Kürt ulusuna yönelik saldırganlık ve katliamlar yalnızca dört parça Kürdistan’da değil Avrupa’nın göbeğinde de yaşanmaya devam ediyor.
Sakine Cansız’ın da içinde bulunduğu üç Kürt devrimcisinin katledilişinin onuncu yıl dönümü yaklaşırken Paris sokakları bir kez daha Kürtlerin katledilmesine tanıklık etti.
Bugün 69 yaşında demiryolu çalışan bir Fransız faşistinin Ahmet Kaya Kürt Kültür Merkezi, Avesta adlı Kürtlere ait bir Berber ve Restaurant’a silahlı saldırısı sonucu üç Kürt yurtsever şehit düşerken birisi ağır olmak üzere üç kişide yaralandı.
Saldırganın bir yıl önce de yine Paris’te mültecilerin kaldığı çadırlara elinde kılıçla saldırmış ve iki mülteciyi yaralamıştı. Buna rağmen bir yıl sonra denetimli serbestlikle 11 Aralık 2022 tarihinde bırakıldığı ve 12 gün sonra da bu katliamı gerçekleştirdiği Fransız haber bültenlerinde açıklandı. Fransız devlet yetkilileri katliama ilişkin açıklamalarında ısrarla bu katliam bir terör eylemi olarak tanımlamaktan kaçmakta ve adli bir vaka seviyesine indirmek istemekteler. Fransız devleti Sakine Cansız ve yoldaşlarına yönelik katliamın üzerini örterken bu katliamda da aynı şekilde yapmak istemektedir.

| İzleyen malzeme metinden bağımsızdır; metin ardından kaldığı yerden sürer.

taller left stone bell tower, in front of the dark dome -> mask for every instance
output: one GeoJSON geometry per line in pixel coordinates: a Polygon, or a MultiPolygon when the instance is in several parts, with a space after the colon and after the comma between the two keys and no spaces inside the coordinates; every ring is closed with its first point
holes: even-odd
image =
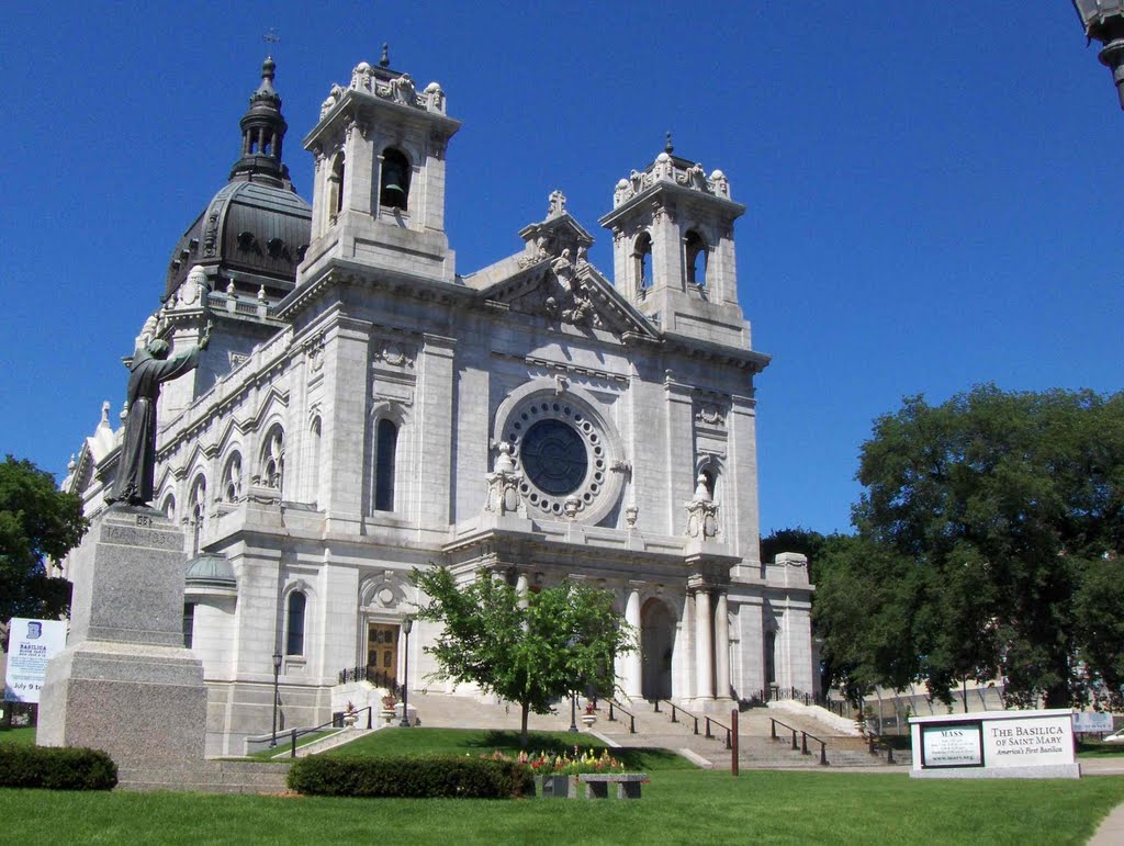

Bir Fransız faşistinin doğrudan Paris’te Kürtlerin bilinen bir Kültür Merkezi’ni hedef alması doğallığında saldırı ile Türk devleti arasında bir bağın kurmasına da neden olmaktadır. Çünkü, yabancıların çok yoğun olarak yaşadığı katliamın gerçekleştiği bölgede, Kürtlerin merkezi demokratik kurumu olarak bilinen Ahmet Kaya Kürt Kültür Merkezi’nin doğrudan hedef alınması bunun basit bir faşist saldırı olmadığının kanıtı olarak görülmelidir. Bu yüzden bu katliam bir faşistin “gözünün dönmesi” ve yabancı gördüklerine saldırması biçiminde ele alınamaz.
Sakine Cansız, Fidan Doğan, Leyla Şaylemez Kürt kadın devrimcilerin anmasının hazırlıklarına ilişkin yapılacak toplantı saatinde bu saldırının gerçekleşmesi ise olayın bir tesadüf olmadığının kanıtı olarak görülmelidir. Her ne kadar henüz Türk devleti ile saldırgan arasında doğrudan ilişkiye dair bir açıklama olmasa da katilin hapishane sürecinde İŞİD sempatizanları vasıtasıyla Türk devleti ile bağ kurmuş olabileceği olasılığı üzerine durulmaktadır.
Biz çok iyi biliyoruz ki Türk devleti ile Avrupa emperyalistler arasında kapalı kapılar arkasında dönen pazarlıklarda masaya Kürtler ve devrimciler yatırılmaktadır. Bu tarz katliamlar da bu pazarlıkların bir parçası olarak Kürtler ve devrimcilere dönmektedir. Fakat, yine çok iyi biliyoruz ki ne faşist Türk devletinin Kürtlerin yaşadığı tüm coğrafyalarda ne de Avrupa’da bizzat Türk istihbaratı yada taşeronları tarafından gerçekleştirilen katliamlar Kürt ulusunun mücadelesini engelleyemeyecektir. Kürt ulusu er yada geç mücadelelerini başarıya ulaştıracaklardır.
Devrimciler, demokratlar ve ilericiler bu katliamı lanetlemeli ve Kürt ulusunun haklı mücadelesine sahip çıkmalıdır.
Bizde AGEB (Avrupa Göçmen Emekçiler Birliği) olarak tüm bileşenlerimizi ve kurumlarımızı yapılacak eylemlerde yer almaya, katliamı kınarken Kürt ulusunun haklı taleplerini haykırmaya çağırıyoruz.